Interconnection of Modular Data Centers
Container-based data-center modules are meant for construction of even larger data centers using a
farm of container modules. Data-Center Management Issues
Data-Center Management Issues
Here are basic requirements for managing the resources of a data center. These suggestions have
resulted from the design and operational experiences of many data centers in the IT and service
industries.
1. Making common users happy The data center should be designed to provide quality
service to the majority of users for at least 30 years.
2. Controlled information flow Information flow should be streamlined. Sustained services
and high availability (HA) are the primary goals.
3. Multiuser manageability The system must be managed to support all functions of a data
center, including traffic flow, database updating, and server maintenance.
4. Scalability to prepare for database growth The system should allow growth as workload
increases.
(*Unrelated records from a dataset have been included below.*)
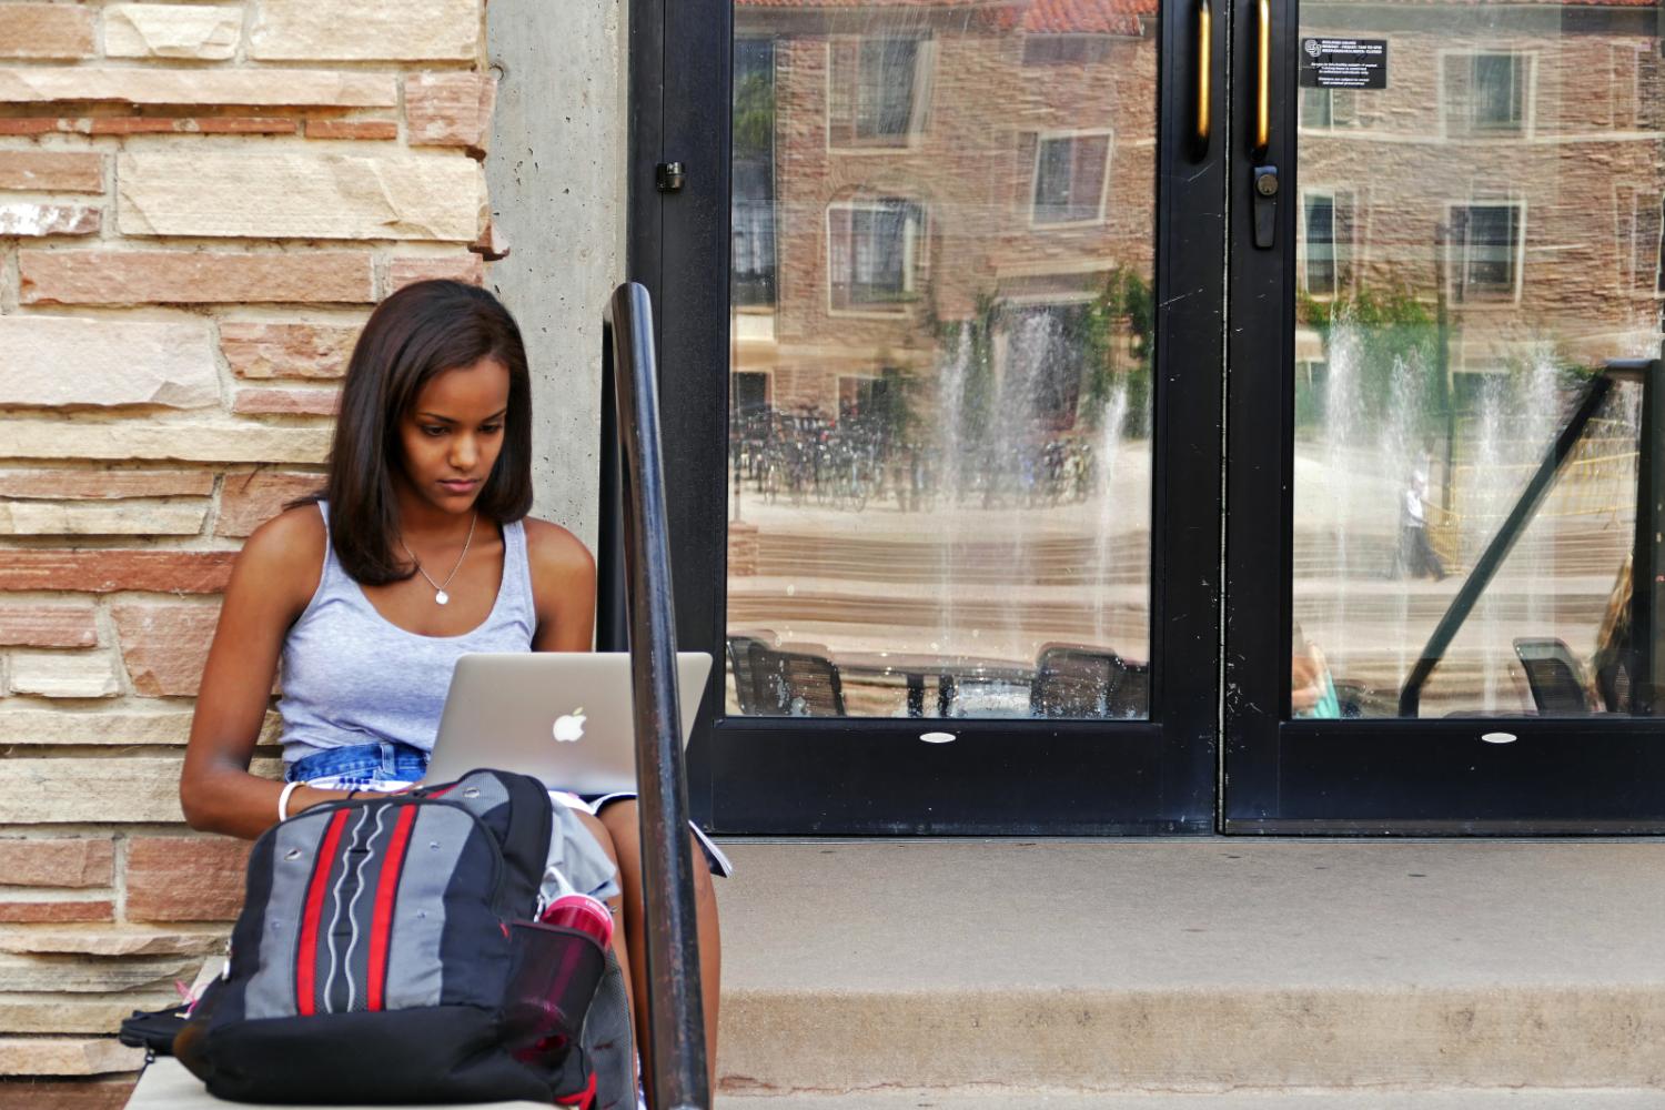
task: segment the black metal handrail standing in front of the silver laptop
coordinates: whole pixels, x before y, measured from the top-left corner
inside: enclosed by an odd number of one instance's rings
[[[621,285],[601,323],[608,394],[616,419],[604,421],[603,518],[618,506],[623,543],[603,541],[603,557],[623,549],[623,574],[603,589],[601,629],[628,634],[636,714],[636,779],[641,790],[641,885],[646,912],[648,1028],[654,1110],[708,1110],[706,1033],[701,1012],[698,914],[688,842],[688,779],[676,704],[676,622],[671,607],[671,548],[659,458],[659,391],[648,290]],[[606,388],[606,386],[611,386]],[[618,484],[609,474],[618,466]],[[606,576],[604,576],[606,577]],[[619,597],[623,594],[623,597]],[[619,606],[619,602],[623,602]],[[623,607],[623,612],[619,612]],[[619,627],[623,626],[623,627]]]

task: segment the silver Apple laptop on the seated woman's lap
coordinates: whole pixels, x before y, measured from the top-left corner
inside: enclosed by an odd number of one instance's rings
[[[694,727],[711,656],[676,656],[683,746]],[[629,652],[471,654],[456,661],[428,782],[476,767],[543,779],[574,794],[636,789]]]

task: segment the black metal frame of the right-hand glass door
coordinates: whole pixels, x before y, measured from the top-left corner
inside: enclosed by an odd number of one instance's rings
[[[1252,221],[1230,230],[1230,384],[1225,473],[1225,702],[1222,830],[1242,834],[1558,835],[1665,832],[1665,726],[1657,719],[1445,717],[1290,721],[1294,519],[1294,236],[1299,5],[1270,0],[1272,141],[1280,170],[1279,250],[1257,250]],[[1234,13],[1252,43],[1255,0]],[[1254,90],[1250,50],[1230,60]],[[1235,116],[1247,121],[1249,95]],[[1230,203],[1252,211],[1242,126]],[[1267,311],[1277,306],[1277,311]],[[1272,388],[1275,386],[1275,388]],[[1662,393],[1655,389],[1653,408]],[[1665,428],[1660,414],[1652,428]],[[1645,424],[1647,428],[1648,424]],[[1657,433],[1655,433],[1657,441]],[[1655,499],[1665,489],[1655,491]],[[1645,509],[1643,509],[1645,511]],[[1655,506],[1655,519],[1665,519]],[[1642,561],[1638,559],[1638,566]],[[1485,732],[1518,739],[1489,744]]]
The storage, processing, I/O, power, and cooling subsystems should be scalable.
5. Reliability in virtualized infrastructure Failover, fault tolerance, and VM live migration
should be integrated to enable recovery of critical applications from failures or disasters.
6. Low cost to both users and providers The cost to users and providers of the cloud system
built over the data centers should be reduced, including all operational costs.
7. Security enforcement and data protection Data privacy and security defense mechanisms
must be deployed to protect the data center against network attacks and system interrupts
and to maintain data integrity from user abuses or network attacks.
8. Green information technology Saving power consumption and upgrading energy
efficiency are in high demand when designing and operating current and future data centers.